Principal Investigator: Dr. Brian Armstrong
As the cost of solar energy continues to fall, utility-scale solar generation facilities become more attractive. In 2019, 5,400 MW of utility-scale PV was installed in the US, accounting for 60% of new PV installations. As the size and number of utility-scale solar installations grows, rural sites served by relatively weak feeders become more important. In multiple ways, battery energy storage and advanced control strategies are important for maximizing the capacity and energy yield of these facilities, while minimizing the negative grid impacts possible with intermittent distributed generation.
In the present project, we develop a tool to study the performance of utility-scale PV installations with battery energy storage and advanced controls. The tool combines probabilistic load flow analysis with a commercial distribution grid modeling tool. Probabilistic Load Flow (PLF) analysis is a tool for going beyond worst-case analysis of grid performance. PLF analysis, coupled with data-driven models of loads and solar irradiance, can predict expected net yields, all types of losses, optimal storage capacity and duration, expected number and depth of charge/discharge cycles, and other characteristics, all of which are dependent on the statistics of load and irradiance.

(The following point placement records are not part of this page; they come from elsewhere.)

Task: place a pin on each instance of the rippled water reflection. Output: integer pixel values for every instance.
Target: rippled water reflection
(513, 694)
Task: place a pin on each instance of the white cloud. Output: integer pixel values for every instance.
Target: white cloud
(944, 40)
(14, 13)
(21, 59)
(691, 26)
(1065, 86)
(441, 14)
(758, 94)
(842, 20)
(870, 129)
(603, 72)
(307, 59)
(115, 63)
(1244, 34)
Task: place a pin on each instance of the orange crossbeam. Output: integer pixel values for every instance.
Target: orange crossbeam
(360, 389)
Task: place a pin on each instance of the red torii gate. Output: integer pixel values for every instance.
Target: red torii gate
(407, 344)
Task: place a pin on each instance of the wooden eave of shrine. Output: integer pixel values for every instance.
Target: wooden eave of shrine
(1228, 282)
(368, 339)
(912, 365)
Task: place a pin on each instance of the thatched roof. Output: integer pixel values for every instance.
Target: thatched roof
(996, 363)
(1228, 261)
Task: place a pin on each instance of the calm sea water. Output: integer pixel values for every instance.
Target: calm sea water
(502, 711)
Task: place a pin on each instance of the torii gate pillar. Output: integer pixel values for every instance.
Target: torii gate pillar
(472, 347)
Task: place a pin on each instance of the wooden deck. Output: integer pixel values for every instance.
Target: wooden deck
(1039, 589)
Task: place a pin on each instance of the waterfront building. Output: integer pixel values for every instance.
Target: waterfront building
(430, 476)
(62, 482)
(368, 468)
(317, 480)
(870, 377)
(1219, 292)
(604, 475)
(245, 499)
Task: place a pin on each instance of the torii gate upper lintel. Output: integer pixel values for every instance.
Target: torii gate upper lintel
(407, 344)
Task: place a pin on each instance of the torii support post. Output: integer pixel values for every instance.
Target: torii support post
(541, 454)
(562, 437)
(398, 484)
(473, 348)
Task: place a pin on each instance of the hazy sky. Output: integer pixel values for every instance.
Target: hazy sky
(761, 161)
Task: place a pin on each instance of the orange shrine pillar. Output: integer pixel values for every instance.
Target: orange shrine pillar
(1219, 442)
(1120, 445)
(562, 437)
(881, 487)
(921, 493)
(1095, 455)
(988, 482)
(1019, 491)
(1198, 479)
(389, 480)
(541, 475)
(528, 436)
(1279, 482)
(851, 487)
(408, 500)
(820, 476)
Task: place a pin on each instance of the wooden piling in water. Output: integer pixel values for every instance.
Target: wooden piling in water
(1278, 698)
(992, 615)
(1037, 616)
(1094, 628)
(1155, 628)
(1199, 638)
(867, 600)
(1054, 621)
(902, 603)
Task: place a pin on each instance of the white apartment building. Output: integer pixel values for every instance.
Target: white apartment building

Distribution feeders are complex systems, with hundreds to thousands of connected pieces of equipment and sections of line. By incorporating a commercial distribution grid modeling tool, Synergi Electric, and an actual feeder model, modeling is based on an actual site in an actual, detailed grid model. Initial studies have shown factor of two differences in capacities, losses and optimal configurations for alternative sites within a single feeder, indicating that it is very important to work with actual site data, rather than a generic model.